TRAIN_CORPUS_FPATH = "./data/train_corpus.json"
VAL_CORPUS_FPATH = "./data/val_corpus.json"
python
def load_corpus(files, verbose=False):
    if verbose:
        print(f"Loading files {files}")

    reader = SimpleDirectoryReader(input_files=files)
    docs = reader.load_data()
    if verbose:
        print(f"Loaded {len(docs)} docs")

    parser = SentenceSplitter()
    nodes = parser.get_nodes_from_documents(docs, show_progress=verbose)

    if verbose:
        print(f"Parsed {len(nodes)} nodes")

    return nodes

We do a very naive train/val split by having the Lyft corpus as the train dataset, and the Uber corpus as the val dataset.

python
train_nodes = load_corpus(TRAIN_FILES, verbose=True)
val_nodes = load_corpus(VAL_FILES, verbose=True)

Generate synthetic queries

Now, we use an LLM (gpt-3.5-turbo) to generate questions using each text chunk in the corpus as context.

Each pair of (generated question, text chunk used as context) becomes a datapoint in the finetuning dataset (either for training or evaluation).

python
from llama_index.finetuning import generate_qa_embedding_pairs
from llama_index.core.evaluation import EmbeddingQAFinetuneDataset
python
train_dataset = generate_qa_embedding_pairs(train_nodes)
val_dataset = generate_qa_embedding_pairs(val_nodes)
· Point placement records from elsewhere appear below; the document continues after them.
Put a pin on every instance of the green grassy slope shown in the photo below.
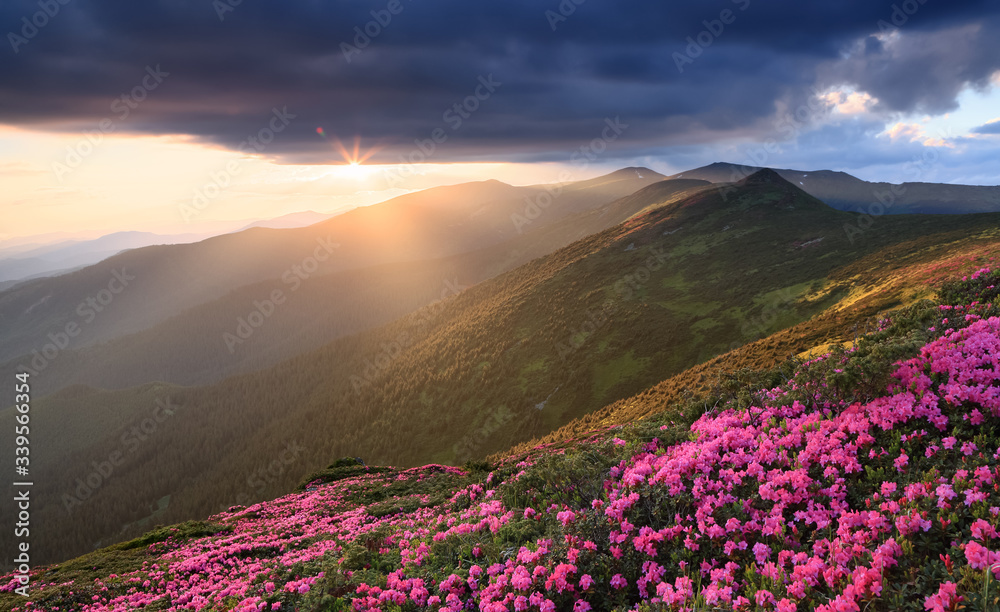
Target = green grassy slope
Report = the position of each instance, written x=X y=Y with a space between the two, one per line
x=507 y=360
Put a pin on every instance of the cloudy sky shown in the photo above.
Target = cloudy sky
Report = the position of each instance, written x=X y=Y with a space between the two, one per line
x=168 y=115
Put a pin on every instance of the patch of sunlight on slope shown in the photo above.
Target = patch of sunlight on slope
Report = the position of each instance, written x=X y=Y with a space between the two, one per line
x=822 y=349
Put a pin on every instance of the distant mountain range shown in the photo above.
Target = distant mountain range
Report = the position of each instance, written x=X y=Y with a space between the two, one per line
x=845 y=192
x=432 y=224
x=594 y=301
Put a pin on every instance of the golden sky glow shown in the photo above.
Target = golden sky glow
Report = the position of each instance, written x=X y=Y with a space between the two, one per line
x=153 y=183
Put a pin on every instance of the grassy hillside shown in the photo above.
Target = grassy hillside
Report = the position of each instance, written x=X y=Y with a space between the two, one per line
x=211 y=341
x=137 y=289
x=506 y=361
x=859 y=479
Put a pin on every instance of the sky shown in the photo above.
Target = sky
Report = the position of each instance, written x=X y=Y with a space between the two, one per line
x=171 y=116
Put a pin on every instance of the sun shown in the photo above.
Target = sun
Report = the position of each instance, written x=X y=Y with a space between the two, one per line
x=354 y=166
x=356 y=170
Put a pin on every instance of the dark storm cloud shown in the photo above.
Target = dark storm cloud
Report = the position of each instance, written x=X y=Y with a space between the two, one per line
x=560 y=69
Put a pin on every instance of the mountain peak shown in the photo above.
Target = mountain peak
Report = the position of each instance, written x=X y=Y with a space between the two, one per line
x=635 y=172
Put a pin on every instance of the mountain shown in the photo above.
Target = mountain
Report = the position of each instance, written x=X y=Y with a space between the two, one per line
x=836 y=453
x=845 y=192
x=204 y=344
x=686 y=278
x=298 y=219
x=65 y=256
x=165 y=282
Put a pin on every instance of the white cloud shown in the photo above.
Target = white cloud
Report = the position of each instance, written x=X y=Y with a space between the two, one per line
x=849 y=102
x=914 y=132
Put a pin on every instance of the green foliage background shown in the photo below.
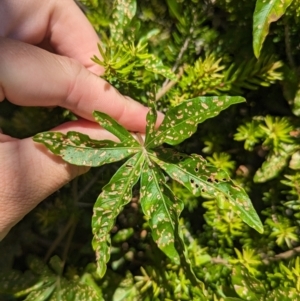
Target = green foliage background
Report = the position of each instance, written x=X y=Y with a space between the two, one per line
x=186 y=49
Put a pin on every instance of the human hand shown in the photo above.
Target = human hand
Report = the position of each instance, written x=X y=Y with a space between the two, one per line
x=32 y=76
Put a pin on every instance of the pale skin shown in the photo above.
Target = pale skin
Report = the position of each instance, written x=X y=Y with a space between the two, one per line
x=45 y=51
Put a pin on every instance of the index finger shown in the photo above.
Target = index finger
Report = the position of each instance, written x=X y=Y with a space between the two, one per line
x=30 y=76
x=72 y=35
train_dataset.save_json("train_dataset.json")
val_dataset.save_json("val_dataset.json")
python
# [Optional] Load
train_dataset = EmbeddingQAFinetuneDataset.from_json("train_dataset.json")
val_dataset = EmbeddingQAFinetuneDataset.from_json("val_dataset.json")

Run Embedding Finetuning

We then fine-tune our linear adapter on top of an existing embedding model. We import our new EmbeddingAdapterFinetuneEngine abstraction, which takes in an existing embedding model and a set of training parameters.

Fine-tune bge-small-en (default)

python
from llama_index.finetuning import EmbeddingAdapterFinetuneEngine
from llama_index.core.embeddings import resolve_embed_model
import torch

base_embed_model = resolve_embed_model("local:BAAI/bge-small-en")

finetune_engine = EmbeddingAdapterFinetuneEngine(
    train_dataset,
    base_embed_model,
    model_output_path="model_output_test",
    # bias=True,
    epochs=4,
    verbose=True,
    # optimizer_class=torch.optim.SGD,
    # optimizer_params={"lr": 0.01}
)
python
finetune_engine.finetune()
python
embed_model = finetune_engine.get_finetuned_model()

# alternatively import model
from llama_index.core.embeddings import LinearAdapterEmbeddingModel

# embed_model = LinearAdapterEmbeddingModel(base_embed_model, "model_output_test")

Evaluate Finetuned Model

We compare the fine-tuned model against the base model, as well as against text-embedding-ada-002.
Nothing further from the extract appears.